There's this man named Adam. He's a pretty fucked up guy: he steals, kills women and children and tortures people. Adam is the leader of a group called "The Bastards." This group is in conflict with the common people of Teller city - commiting horrible acts on the citizens. One day, Adam travels to a region of the land he's never been to. He walks inside a bus station where a man, who has never knew of Adam or his crimes, shoots and kills him. The mystery man kills Adam because of the clothes he was wearing. It was an act of hatred, and his intentions were that of hate. As a result of Adam's death, "The Bastards" are crippled from a lack of leadership, and fall apart. Teller city is now free from senseless crime and hatred. No more evil. Now, my questions: 1) Did Adam's murderer commit an evil act even though he brought peace to an entire city?? 2) The people of the land where Adam died saw his death as an act of evil, senseless murder. Where as Teller city saw it as a blessing and an act of good on the murderer's behalf. Did Adam's murderer do good when he shot him to death even though his intentions were bad?? This one's got me confused Type away!!

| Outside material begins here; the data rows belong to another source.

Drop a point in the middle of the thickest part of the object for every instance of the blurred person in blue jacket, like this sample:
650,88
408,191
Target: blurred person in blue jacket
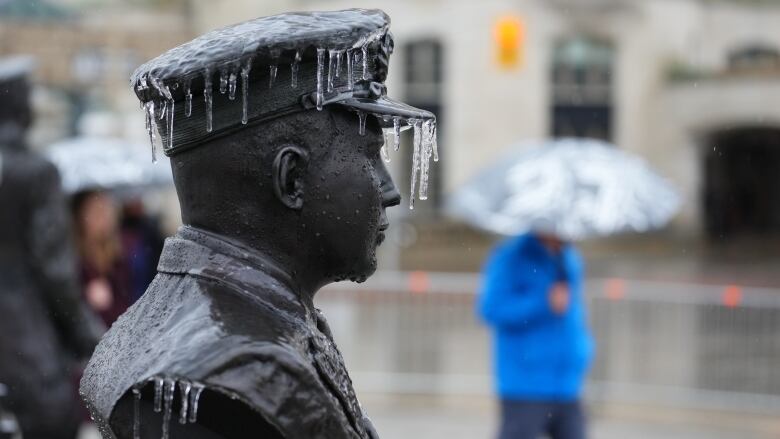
532,299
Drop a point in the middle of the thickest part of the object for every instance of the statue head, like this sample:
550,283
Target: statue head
15,113
274,129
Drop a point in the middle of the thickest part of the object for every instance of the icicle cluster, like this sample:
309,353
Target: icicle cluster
336,60
164,395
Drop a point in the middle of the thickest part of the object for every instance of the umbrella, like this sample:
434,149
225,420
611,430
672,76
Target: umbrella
107,163
573,188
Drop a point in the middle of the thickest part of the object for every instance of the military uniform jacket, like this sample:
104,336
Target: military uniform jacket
219,315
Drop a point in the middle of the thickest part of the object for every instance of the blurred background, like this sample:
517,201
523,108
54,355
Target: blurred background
686,319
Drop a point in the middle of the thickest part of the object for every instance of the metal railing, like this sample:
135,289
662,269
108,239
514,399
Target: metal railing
693,345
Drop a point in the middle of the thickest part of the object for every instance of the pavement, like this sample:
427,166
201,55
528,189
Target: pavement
425,417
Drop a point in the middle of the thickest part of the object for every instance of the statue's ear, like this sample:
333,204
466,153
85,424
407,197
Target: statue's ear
288,174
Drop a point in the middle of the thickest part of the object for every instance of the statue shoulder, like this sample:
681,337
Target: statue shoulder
269,390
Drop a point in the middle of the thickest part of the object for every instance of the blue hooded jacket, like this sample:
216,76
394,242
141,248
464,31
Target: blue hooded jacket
538,354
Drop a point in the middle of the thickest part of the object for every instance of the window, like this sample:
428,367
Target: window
582,89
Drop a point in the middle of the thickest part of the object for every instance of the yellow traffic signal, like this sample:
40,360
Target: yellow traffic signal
509,33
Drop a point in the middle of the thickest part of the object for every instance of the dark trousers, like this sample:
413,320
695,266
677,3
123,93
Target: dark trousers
536,419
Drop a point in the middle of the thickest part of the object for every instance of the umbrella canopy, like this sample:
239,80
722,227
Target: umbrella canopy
107,163
572,188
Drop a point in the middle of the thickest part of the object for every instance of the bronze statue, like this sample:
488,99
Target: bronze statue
283,189
44,325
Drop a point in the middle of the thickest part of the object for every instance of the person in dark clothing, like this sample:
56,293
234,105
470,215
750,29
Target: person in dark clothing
104,276
532,299
142,243
43,323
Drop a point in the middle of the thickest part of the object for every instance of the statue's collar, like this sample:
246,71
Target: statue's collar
199,252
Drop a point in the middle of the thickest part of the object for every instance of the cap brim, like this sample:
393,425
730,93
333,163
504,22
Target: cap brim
387,109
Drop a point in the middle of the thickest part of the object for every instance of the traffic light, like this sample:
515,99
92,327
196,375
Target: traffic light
509,33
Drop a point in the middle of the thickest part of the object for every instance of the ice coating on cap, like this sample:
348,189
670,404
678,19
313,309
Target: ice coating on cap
265,37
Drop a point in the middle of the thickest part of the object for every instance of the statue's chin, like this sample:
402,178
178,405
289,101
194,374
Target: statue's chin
361,273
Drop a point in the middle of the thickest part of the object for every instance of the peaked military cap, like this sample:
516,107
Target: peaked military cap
260,69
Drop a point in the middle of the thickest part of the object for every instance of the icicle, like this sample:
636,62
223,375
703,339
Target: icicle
415,159
151,127
339,54
164,110
136,412
350,71
294,69
365,61
184,389
187,99
223,75
435,142
194,398
158,382
168,391
272,75
143,85
169,121
332,55
207,97
362,123
232,86
426,150
245,90
320,69
397,132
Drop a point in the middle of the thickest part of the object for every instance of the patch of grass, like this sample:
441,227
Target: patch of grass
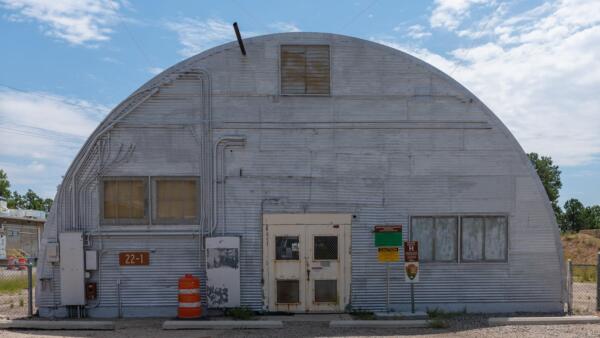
240,313
13,285
584,274
438,323
362,314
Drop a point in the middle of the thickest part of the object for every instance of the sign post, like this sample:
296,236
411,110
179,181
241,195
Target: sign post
411,268
388,239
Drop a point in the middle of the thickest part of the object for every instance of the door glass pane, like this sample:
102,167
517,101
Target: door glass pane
422,231
495,238
472,238
325,247
287,248
445,238
288,291
326,291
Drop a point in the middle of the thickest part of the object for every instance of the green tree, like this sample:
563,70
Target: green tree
30,200
574,218
549,173
47,204
16,201
33,201
592,217
4,185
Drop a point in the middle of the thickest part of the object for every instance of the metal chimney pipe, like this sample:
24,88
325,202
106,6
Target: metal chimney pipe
239,37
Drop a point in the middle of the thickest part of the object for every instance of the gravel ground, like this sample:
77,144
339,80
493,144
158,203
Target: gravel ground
584,298
468,326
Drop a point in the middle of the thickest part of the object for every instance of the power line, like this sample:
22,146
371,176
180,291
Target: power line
359,14
46,96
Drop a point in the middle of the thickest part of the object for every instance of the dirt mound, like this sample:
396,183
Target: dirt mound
580,248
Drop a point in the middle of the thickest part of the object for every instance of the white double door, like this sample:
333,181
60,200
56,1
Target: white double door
307,258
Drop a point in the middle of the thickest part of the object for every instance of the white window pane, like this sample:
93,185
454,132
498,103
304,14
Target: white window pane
495,238
422,231
445,238
472,239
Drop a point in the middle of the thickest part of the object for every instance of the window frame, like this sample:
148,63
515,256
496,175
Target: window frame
124,221
154,200
280,73
484,259
460,216
457,247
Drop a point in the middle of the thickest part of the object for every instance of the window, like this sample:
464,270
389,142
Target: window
124,200
176,200
326,291
325,247
484,238
286,248
437,238
288,291
305,70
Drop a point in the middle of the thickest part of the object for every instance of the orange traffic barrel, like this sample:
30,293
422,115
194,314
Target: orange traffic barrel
11,262
189,297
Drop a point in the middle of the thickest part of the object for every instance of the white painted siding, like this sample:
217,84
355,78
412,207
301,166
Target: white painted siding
395,139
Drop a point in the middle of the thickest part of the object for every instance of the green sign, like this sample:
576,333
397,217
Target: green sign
388,236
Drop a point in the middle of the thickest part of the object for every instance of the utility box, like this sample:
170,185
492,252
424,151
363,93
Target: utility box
72,286
223,272
91,260
52,252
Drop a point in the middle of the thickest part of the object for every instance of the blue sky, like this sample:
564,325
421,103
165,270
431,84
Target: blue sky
65,64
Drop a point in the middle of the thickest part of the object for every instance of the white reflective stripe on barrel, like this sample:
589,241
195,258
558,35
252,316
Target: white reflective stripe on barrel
196,304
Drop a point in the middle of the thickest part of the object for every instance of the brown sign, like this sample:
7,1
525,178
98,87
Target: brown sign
411,251
134,258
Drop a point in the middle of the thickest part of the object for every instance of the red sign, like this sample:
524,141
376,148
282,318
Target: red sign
411,251
387,228
134,258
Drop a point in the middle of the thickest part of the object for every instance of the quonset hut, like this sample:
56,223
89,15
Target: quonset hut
265,174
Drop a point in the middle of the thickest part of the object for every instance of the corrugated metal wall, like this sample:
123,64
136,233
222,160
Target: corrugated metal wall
394,139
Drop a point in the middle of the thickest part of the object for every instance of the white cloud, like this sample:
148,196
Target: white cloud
450,13
540,73
417,32
78,22
155,70
41,133
196,35
284,27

Evil because it was simply an act of hatred. In some situations, killing an evil person can be a positive thing, but in this case he had no knowledge of Adam's evil doings
limping off tour cause i made more off my second leg do it big, i get on and have a heart attack, lol
'Good' and 'evil' are in the mind of the beholder. As OP said, if you're in Teller City you're going to extol killing Adam as a good deed. If you're one of Adams' crew, you're going to label it evil, cold-blooded murder. And so on... so, we have many variations and perspectives upon the ethnical standing of the deed. From this, is it possible to give any kind of universal judgement? Once again, depends on how you weight it. If you are of the belief that murder is ALWAYS evil and is intrinsically an evil deed (no matter who commits it), then you'll surely declare that the murder of Adam was evil because murder is an evil deed - Adams' history of evildoing is irrelevant, because killing him violates the golden rule (Thou shall not kill!). If you're like me, you'd probably look at it like this - Adam killed far more people than the old man, who killed Adam and that was all. However, his deed was in cold blood, and that's a bad thing - for a killing to ever be 'justified', it must be a vicarious act of love (killing someone to prevent them killing others - an act of love towards the 'others'), not an act of pure hated commited purely for the sake of it and not with the intention of helping anyone at all. So, even though the old man has only killed one person (a murderer who had killed many other people), the killing itself was 'wrong', and was 'evil' according to my definition - but the consequences of this 'evil' deed, I would argue, are 'good'. Teller City is far safer and the Bastards are non-operational, both of which are 'good' outcomes for the huge majority of people - of course, this is a bad outcome for the Bastards, but if one group has to be happy at the expense of the other it's far better that the larger, non-violent, non-'evil' group are happy than the smaller, 'evil' group. Why? Many reasons, all of them probably obvious. So! It's an 'evil' act with a 'good' outcome, sorta like a somewhat abstract situational representation of that phrase 'You've got to be cruel to be kind'. That's my 2 cents on the issue...
I agree, but I think if he found out afterward that he did something good, he would have retained good karma.
So if the murderer knew of Adam's crimes then it wouldn't have been "evil," right?? So this tells me that the act of murder is not necessarily evil, but the intention behind it is. Let me use this another way, then: I cure a man of aids, but I only cured him because I wanted him to suffer more throughout his life. I guess it makes sense?? Nice post. It made a ton of sense all around. If I read it correctly, you're trying to say it's all perspective, right?? And that good&evil is defined circumstantially. Man, this is confusing Not your post, just this idea in general. Wow, we just go further down into the hole!! Then we involve karma. All these posts are great, but something tells me this: nothing means nothing until you make it something. Nothing is defined in any form or fashion, just a potential of it. To me it seems that it's possible to never do good or evil as long as you keep on redefining or justifying an evil or good deed. It's like this: I think you're bad but he thinks you're good. They think your good, but everyone else thinks you're bad. It's like you can never do anything bad or good as long as there is someone else to throw a different spin on it. You know what I mean??
Evil is a 3 legged dog condemning itself for not having 4. Good is a 3 legged dog proud of his tri-set and draws uniqueness from that fact
Thats just the inception let the thought build and consider why one 3 legged dog is good and one 3 legged is evil
if 1 man has to die to bring world peace, i say theres someone willing to sacrifice, is your question?